But he's made the circuit. He's switched from cable to Dish to DirecTV and will probably go back to cable once his DirecTV prices shoot up again.

When he made the switch from Dish to DirecTV, it apparently rekindled a burning passion in Dish, which offered him a $500 gift card and a bill reduction. "I told them it was too late, and that they should have given me the deal when I was a loyal customer," he said. "You're only interested in me when you first meet me and when I'm leaving you? That seems like every bad relationship ever. Seriously, that's what it feels like—the charming low prices to get you to date them, and then the tearful promises and bribes when you're leaving them because they've taken you for granted."

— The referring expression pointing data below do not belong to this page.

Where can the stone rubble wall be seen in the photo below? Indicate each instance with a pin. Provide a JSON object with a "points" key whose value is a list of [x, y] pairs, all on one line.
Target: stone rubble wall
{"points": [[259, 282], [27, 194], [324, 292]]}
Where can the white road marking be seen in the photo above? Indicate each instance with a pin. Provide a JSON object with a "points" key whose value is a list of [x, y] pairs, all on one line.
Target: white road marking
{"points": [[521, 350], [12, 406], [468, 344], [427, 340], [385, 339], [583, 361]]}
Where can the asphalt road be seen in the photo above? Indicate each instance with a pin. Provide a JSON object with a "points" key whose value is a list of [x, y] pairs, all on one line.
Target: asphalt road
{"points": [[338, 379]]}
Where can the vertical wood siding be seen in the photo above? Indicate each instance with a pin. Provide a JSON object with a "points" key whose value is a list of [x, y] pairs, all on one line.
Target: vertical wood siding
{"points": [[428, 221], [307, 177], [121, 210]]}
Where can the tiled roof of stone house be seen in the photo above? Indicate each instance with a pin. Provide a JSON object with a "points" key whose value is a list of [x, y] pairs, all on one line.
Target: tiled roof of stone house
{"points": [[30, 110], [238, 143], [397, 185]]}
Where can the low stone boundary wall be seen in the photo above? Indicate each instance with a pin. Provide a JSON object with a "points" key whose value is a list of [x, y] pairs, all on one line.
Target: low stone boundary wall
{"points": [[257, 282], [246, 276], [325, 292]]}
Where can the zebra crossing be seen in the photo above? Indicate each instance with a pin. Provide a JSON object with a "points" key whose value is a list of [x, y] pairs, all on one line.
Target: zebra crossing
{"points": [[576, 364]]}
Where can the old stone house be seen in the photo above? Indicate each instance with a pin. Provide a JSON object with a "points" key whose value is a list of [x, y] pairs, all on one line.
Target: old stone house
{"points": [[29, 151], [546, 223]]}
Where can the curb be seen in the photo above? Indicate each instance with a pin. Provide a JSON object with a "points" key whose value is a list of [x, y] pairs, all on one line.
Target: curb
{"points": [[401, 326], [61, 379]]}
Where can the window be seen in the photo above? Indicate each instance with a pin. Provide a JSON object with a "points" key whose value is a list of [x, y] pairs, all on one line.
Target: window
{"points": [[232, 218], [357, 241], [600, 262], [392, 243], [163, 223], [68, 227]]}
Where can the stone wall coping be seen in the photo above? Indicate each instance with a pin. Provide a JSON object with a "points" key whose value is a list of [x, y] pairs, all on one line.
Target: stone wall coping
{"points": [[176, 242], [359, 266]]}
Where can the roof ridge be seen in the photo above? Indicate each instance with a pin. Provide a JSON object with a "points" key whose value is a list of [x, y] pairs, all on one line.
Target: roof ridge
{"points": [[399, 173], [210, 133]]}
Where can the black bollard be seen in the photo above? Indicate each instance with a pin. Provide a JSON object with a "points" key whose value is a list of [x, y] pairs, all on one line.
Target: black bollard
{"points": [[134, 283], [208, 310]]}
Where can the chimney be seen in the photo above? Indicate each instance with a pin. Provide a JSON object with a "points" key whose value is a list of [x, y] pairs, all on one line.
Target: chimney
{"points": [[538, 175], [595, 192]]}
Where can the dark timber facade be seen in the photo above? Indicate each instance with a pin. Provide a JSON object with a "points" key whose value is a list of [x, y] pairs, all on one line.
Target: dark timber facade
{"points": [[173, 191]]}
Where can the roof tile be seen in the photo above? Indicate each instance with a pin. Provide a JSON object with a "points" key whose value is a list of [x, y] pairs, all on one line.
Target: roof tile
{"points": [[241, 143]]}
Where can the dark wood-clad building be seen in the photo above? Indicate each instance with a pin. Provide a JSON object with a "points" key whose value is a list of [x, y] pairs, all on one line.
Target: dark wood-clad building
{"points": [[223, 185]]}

I switched from DirecTV to cable last October and I'm still getting "Baby, come back" letters from the satellite provider. (DirecTV, it wasn't really your fault. With the New Orleans Saints reverting to a form not seen since the '80s, I had no use for your NFL Sunday Ticket package.)

So what's the solution?

Shawn actually had what I thought was a simple but brilliant idea. And it's one taken from plenty of other sectors. Cable and satellite providers should have a loyalty program. Instead of sticking it to longtime customers, you should reward them for sticking with you. Let them lock in rates. Or maybe knock a few bucks off the bill every year they stay with you. (DirecTV will give you discounts, but only if you become a satellite-service missionary.)

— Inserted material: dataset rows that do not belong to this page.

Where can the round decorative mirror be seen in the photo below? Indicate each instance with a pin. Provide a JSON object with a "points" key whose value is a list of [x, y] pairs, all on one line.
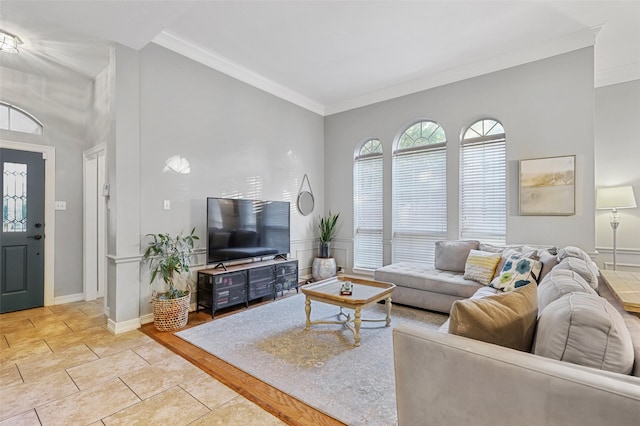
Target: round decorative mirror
{"points": [[305, 202]]}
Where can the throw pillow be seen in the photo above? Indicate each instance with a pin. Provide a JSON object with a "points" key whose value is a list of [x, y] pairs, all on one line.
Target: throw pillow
{"points": [[452, 255], [549, 260], [585, 329], [481, 266], [558, 283], [523, 251], [505, 319], [518, 271]]}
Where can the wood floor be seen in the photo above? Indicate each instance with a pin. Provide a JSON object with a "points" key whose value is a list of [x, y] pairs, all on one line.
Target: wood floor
{"points": [[280, 404]]}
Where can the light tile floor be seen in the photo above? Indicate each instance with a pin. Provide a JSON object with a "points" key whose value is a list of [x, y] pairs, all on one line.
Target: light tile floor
{"points": [[60, 366]]}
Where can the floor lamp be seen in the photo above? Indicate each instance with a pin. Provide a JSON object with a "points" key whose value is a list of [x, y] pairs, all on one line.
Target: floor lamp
{"points": [[620, 197]]}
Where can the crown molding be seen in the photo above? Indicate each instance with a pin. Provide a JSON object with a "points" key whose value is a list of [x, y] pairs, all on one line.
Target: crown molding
{"points": [[197, 53], [617, 75], [568, 43]]}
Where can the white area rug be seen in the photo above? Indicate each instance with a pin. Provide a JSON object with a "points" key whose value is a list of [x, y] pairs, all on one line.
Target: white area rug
{"points": [[321, 367]]}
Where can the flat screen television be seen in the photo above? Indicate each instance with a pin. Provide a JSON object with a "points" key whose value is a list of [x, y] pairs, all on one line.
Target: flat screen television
{"points": [[242, 229]]}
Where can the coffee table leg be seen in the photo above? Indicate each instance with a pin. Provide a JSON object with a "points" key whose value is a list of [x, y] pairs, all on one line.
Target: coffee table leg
{"points": [[356, 322], [307, 309], [388, 305]]}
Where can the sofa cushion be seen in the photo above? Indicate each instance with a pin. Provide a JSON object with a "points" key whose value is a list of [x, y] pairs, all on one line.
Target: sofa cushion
{"points": [[558, 283], [518, 271], [571, 251], [481, 266], [581, 267], [549, 260], [491, 248], [422, 277], [452, 255], [585, 329], [505, 319]]}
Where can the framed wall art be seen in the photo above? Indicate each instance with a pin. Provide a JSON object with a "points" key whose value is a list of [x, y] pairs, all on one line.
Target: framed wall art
{"points": [[547, 186]]}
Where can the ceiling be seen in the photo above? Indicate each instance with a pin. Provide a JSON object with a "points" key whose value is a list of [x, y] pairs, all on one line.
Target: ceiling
{"points": [[329, 56]]}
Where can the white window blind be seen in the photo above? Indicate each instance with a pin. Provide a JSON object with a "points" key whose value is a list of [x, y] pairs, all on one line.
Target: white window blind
{"points": [[483, 201], [367, 190], [419, 194]]}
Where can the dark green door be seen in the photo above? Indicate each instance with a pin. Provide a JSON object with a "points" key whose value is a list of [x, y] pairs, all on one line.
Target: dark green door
{"points": [[22, 245]]}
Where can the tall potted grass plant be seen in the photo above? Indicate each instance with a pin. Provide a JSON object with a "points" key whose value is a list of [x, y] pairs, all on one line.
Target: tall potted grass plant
{"points": [[169, 257]]}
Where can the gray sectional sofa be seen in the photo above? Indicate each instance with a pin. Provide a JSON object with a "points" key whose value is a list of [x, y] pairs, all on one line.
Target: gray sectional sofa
{"points": [[579, 353]]}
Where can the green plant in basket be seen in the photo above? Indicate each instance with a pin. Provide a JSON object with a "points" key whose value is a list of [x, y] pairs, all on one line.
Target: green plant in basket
{"points": [[168, 255]]}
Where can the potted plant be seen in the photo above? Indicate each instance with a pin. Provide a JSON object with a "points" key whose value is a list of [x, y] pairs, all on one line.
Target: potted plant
{"points": [[327, 227], [168, 257], [324, 266]]}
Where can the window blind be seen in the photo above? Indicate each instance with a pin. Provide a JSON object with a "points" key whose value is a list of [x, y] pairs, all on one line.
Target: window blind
{"points": [[483, 203], [419, 203], [368, 246]]}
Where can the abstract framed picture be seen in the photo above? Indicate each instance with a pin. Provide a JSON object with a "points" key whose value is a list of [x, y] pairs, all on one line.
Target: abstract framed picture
{"points": [[547, 186]]}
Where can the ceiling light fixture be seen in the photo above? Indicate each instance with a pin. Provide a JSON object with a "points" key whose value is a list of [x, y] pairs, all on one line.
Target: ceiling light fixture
{"points": [[9, 42]]}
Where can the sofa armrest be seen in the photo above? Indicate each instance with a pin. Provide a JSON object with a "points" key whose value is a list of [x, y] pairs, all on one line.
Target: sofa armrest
{"points": [[447, 379]]}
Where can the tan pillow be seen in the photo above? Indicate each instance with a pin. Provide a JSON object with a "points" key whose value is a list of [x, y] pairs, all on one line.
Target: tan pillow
{"points": [[452, 255], [481, 266], [505, 319]]}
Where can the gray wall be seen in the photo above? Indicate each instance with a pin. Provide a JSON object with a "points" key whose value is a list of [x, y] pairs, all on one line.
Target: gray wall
{"points": [[546, 108], [62, 106], [239, 141], [618, 163]]}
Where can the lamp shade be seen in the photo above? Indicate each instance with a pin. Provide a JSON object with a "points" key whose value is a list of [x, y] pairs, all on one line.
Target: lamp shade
{"points": [[619, 197]]}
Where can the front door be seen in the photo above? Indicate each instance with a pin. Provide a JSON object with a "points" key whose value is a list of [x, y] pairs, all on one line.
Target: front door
{"points": [[22, 245]]}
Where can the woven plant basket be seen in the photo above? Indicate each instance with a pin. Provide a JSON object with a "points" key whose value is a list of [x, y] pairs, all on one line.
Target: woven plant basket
{"points": [[171, 314]]}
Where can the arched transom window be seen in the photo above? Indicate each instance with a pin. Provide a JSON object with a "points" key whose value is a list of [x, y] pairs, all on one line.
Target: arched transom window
{"points": [[483, 183], [419, 189], [18, 120]]}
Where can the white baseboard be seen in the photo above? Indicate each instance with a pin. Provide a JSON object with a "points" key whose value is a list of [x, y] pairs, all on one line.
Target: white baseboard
{"points": [[146, 319], [123, 327], [70, 298]]}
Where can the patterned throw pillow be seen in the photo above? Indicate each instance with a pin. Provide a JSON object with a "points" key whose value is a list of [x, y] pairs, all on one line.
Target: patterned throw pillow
{"points": [[481, 266], [517, 272]]}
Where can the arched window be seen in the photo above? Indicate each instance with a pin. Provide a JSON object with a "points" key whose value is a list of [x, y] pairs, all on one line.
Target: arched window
{"points": [[483, 182], [419, 192], [367, 205], [18, 120]]}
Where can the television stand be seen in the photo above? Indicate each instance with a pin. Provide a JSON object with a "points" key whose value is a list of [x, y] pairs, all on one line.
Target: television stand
{"points": [[219, 288]]}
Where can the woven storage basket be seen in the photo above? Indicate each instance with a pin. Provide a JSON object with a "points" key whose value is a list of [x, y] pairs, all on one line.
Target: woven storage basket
{"points": [[171, 314]]}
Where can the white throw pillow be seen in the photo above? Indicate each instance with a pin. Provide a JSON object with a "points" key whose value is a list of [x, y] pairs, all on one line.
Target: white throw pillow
{"points": [[585, 329], [481, 266]]}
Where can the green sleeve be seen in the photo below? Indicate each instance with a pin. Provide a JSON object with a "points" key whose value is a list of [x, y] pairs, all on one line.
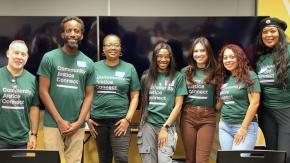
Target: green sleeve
{"points": [[181, 86], [45, 67], [134, 83], [256, 86], [91, 75], [35, 100]]}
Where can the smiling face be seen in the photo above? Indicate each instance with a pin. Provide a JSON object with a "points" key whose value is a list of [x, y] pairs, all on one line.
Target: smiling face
{"points": [[72, 34], [200, 55], [230, 60], [112, 47], [270, 36], [17, 55], [163, 60]]}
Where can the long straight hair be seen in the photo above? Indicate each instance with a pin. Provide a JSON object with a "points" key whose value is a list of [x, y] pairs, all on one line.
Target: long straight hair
{"points": [[210, 63], [150, 76], [280, 56], [243, 68]]}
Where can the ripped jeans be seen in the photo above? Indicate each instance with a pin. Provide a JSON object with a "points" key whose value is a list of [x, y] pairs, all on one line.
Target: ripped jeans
{"points": [[147, 144]]}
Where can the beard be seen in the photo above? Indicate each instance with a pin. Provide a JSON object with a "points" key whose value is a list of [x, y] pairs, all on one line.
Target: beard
{"points": [[72, 45]]}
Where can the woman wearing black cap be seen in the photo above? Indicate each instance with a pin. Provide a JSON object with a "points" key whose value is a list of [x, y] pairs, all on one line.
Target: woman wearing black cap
{"points": [[273, 69]]}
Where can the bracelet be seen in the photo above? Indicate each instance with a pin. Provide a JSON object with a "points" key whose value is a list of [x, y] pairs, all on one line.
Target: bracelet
{"points": [[127, 120], [33, 134]]}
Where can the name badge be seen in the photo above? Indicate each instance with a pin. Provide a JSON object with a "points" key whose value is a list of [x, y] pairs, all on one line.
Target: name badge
{"points": [[120, 74], [81, 64]]}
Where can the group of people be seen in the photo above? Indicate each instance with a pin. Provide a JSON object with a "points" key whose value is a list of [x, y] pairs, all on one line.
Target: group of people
{"points": [[105, 95]]}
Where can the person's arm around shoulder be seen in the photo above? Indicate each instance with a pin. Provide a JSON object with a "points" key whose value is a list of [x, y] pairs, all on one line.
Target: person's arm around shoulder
{"points": [[254, 99], [180, 93], [44, 85], [34, 115]]}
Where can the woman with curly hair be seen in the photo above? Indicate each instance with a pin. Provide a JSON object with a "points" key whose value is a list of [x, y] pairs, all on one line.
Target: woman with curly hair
{"points": [[163, 89], [272, 67], [238, 93], [198, 120]]}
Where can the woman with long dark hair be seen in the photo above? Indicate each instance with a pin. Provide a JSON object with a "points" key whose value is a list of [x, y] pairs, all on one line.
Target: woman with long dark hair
{"points": [[112, 111], [163, 89], [198, 120], [238, 92], [272, 67]]}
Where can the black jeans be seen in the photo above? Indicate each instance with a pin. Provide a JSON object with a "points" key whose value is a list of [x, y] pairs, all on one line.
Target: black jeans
{"points": [[5, 145], [275, 124], [110, 145]]}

Now, I'm not some silly idealist. I understand that all of these companies have likely run the numbers and they'll insist that low introductory rates are the only way to steal consumers from the competition.

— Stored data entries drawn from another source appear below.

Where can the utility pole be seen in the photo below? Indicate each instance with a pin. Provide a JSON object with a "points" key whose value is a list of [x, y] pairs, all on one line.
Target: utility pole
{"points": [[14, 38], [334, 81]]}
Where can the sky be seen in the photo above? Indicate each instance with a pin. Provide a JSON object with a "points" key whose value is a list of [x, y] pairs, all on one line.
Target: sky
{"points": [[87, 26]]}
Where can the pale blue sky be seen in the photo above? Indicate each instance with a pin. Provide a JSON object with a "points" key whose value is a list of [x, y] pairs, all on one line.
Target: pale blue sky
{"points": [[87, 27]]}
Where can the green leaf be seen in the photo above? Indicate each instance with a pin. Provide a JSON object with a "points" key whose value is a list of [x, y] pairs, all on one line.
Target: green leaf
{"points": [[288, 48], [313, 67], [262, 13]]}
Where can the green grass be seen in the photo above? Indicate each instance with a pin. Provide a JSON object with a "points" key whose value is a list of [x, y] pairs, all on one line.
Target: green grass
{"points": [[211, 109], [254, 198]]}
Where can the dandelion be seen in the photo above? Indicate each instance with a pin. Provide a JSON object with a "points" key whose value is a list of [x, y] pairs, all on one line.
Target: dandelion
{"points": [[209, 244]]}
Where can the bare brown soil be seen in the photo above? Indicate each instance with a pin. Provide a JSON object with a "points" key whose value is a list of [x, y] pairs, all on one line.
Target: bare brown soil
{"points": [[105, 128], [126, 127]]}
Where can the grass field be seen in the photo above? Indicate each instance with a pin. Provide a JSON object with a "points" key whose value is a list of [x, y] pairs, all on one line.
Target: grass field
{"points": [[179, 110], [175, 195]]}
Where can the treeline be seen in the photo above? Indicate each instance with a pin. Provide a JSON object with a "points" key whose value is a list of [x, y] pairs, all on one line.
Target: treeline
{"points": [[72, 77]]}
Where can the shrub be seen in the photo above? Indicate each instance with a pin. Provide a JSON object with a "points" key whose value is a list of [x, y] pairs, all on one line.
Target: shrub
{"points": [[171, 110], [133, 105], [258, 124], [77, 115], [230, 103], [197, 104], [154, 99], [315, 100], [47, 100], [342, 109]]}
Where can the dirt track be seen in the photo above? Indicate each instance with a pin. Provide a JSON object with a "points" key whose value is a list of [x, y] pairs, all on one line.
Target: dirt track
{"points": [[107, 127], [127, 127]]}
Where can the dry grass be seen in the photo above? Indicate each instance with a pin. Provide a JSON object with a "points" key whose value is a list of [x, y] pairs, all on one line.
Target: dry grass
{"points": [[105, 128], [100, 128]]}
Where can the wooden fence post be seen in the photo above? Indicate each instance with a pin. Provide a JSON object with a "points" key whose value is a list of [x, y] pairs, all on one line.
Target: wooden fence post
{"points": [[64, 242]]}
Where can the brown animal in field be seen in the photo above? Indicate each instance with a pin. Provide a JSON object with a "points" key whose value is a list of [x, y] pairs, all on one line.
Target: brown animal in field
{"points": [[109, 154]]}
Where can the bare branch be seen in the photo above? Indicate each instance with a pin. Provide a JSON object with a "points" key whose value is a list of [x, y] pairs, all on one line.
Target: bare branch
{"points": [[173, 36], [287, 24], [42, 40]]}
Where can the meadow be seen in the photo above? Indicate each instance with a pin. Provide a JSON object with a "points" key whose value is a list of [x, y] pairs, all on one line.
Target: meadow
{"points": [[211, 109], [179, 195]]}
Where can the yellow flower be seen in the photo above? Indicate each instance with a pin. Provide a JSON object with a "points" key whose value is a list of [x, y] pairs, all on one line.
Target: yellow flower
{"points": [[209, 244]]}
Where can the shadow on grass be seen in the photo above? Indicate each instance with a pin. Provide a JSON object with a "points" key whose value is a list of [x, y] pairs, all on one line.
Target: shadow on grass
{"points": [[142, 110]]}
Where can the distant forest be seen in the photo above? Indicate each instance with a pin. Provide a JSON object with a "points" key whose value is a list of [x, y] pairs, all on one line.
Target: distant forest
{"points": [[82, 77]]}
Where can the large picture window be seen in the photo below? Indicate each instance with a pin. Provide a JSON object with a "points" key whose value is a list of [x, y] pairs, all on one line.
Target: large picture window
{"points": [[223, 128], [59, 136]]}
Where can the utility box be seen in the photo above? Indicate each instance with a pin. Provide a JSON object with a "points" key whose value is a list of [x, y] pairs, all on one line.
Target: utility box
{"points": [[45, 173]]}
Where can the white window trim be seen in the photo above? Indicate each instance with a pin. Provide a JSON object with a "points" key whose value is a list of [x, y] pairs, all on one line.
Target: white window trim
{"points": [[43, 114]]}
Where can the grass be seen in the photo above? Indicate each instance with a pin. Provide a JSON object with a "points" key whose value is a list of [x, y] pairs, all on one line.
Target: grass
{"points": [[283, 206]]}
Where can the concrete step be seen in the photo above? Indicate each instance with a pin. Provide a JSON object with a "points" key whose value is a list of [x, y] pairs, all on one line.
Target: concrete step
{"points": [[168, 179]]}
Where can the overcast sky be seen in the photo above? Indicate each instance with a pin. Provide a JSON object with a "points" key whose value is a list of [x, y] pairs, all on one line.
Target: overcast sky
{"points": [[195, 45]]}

We also have the continued existence of AOL's subscription service to teach us that some consumers, once they're locked in to something, will keep giving you money until they die.

But that's not exactly a growth market, is it?

Plenty of people in older demographics are going to coast along with cable and satellite because it's what they know. But it's becoming painfully clear that millennials and those younger feel no allegiance to these services. And not only are they teaching us old fogies that cord cutting isn't so bad, companies like Netflix and Amazon are offering the sort of programming that might get us hooked. While both of those have increased their prices at some point in their history, it's not a frequent occurrence and the value seems better, especially for Amazon, which throws in all that "free" shipping as part of its Prime subscription—as opposed to three "free" channels you didn't ask for and will never watch.

Cable-company haters, of which there are more than a few, will scoff at the mere idea of the companies changing. I can't speak for Comcast or Cablevision, but from personal experience, I can say that Time Warner has vastly improved its customer service over the years. It's amazing what competition and nonstop abuse on social media can do. (And with the feds opening up the set-top box space, it looks like there might be more on the way. Thanks, Obama!)

Of course, content delivery could change so dramatically that this is all moot. Maybe the traditional subscription arms of these companies are heading into the twilight, but it seems that providers would want a warm, long Daylight Saving version, rather than midwinter in the Arctic Circle.

And one way to do that just might be rewarding your best customers with your best rates, rather than the other way around.